20Catherine Delarue-Breton et Belinda Lavieu-Gwozdz font également porter l’analyse sur des manuels scolaires, mais dans une perspective différente. Il s’agit en effet de montrer en quoi les caractéristiques des phrases proposées aux élèves dans ces supports sont susceptibles de permettre ou d’entraver la compréhension des élèves. Les auteurs se livrent donc à une analyse comparative de quatre documents destinés aux élèves dans le domaine de l’Histoire, examinant notamment les modalités énonciatives retenues, les structures syntaxiques et textuelles. Les auteures insistent alors sur la nécessité d’un guidage fort de l’enseignant pour permettre aux élèves d’accéder à l’enjeu discursif du propos.

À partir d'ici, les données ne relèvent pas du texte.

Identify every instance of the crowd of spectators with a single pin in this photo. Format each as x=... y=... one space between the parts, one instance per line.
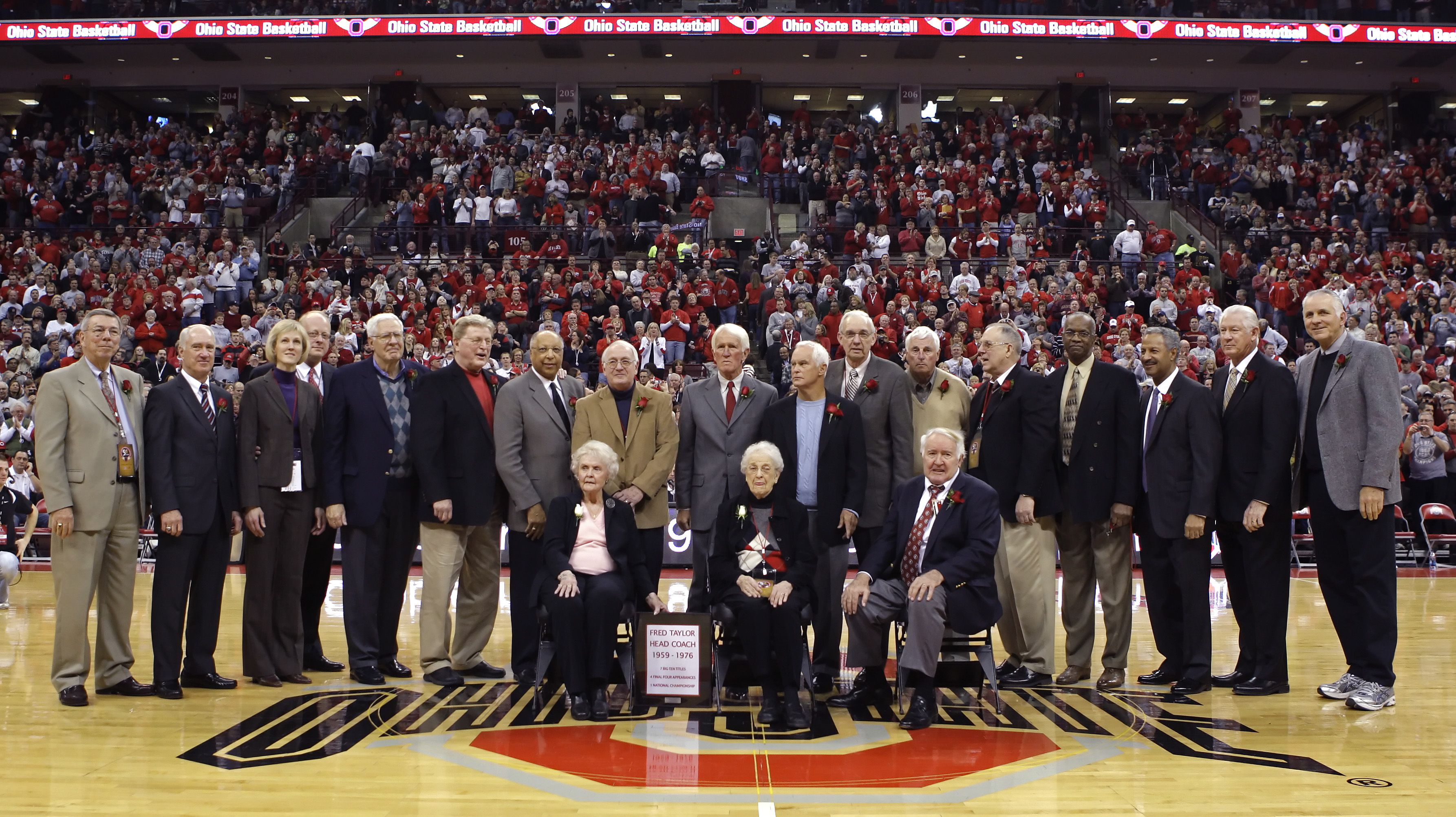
x=1362 y=11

Ces considérations renvoient in fine à la question de la formation des enseignants, qui devraient selon les auteures être de véritables « linguistes », capables de s’interroger eux-mêmes sur les faits de langue.
21 Badreddine Hamma, à partir des représentations des apprenants et d’une analyse critique d’exemples attestés dans les manuels, plaide quant à lui pour l’intégration d’une compétence « diamésique » dans l’enseignement des langues. Le constat du malaise communicatif, voire de la situation d’échec à laquelle se heurtent trop d’apprenants - tant en contexte de FLM que de FLE - ainsi que celui de la place prépondérante de l’oral dans les attendus ministériels et institutionnels, l’amènent à dénoncer les pratiques didactiques qui recourent massivement à une exemplification forgée, totalement éloignée de la réalité de l’usage de la langue en discours. Les enquêtes qu’il a menées auprès d’apprenants de collège, lycée et université, à partir du cas particulier de la litote et du passif, ont ainsi mis au jour une grande méconnaissance de ces faits de langue, qui peut notamment s’expliquer par l’absence d’une exemplification appropriée dans les pratiques scolaires. L’auteur entend ainsi montrer que la prise en compte des énoncés oraux comme objet d’enseignement / apprentissage constitue une nécessité absolue pour sortir de ces situations d’échec.
22Enfin le dernier sous-ensemble du volume rassemble des contributions qui font porter l’analyse sur des productions d’élèves.
23 Véronique Bourhis, qui envisage la phrase comme une production orale contenant a minima une prédication, s’intéresse ainsi aux rapports entre la prosodie et la syntaxe chez le jeune enfant en début de petite section de maternelle. Les données analysées, issues d’un corpus de thèse (Bourhis, 2005), concernent deux enfants en situation écologique d’interaction mère-enfant ou enseignante-enfant. Trois cas de figure sont examinés, selon que la production se fait dans le cadre d’un dialogue « à bâtons rompus », d’une situation didactique d’enseignement-apprentissage, ou lors d’un soliloque de l’enfant. Le lien entre unités prosodiques et unités syntaxiques se fait essentiellement par l’analyse de trois phénomènes : la congruence, la condensation et la dislocation.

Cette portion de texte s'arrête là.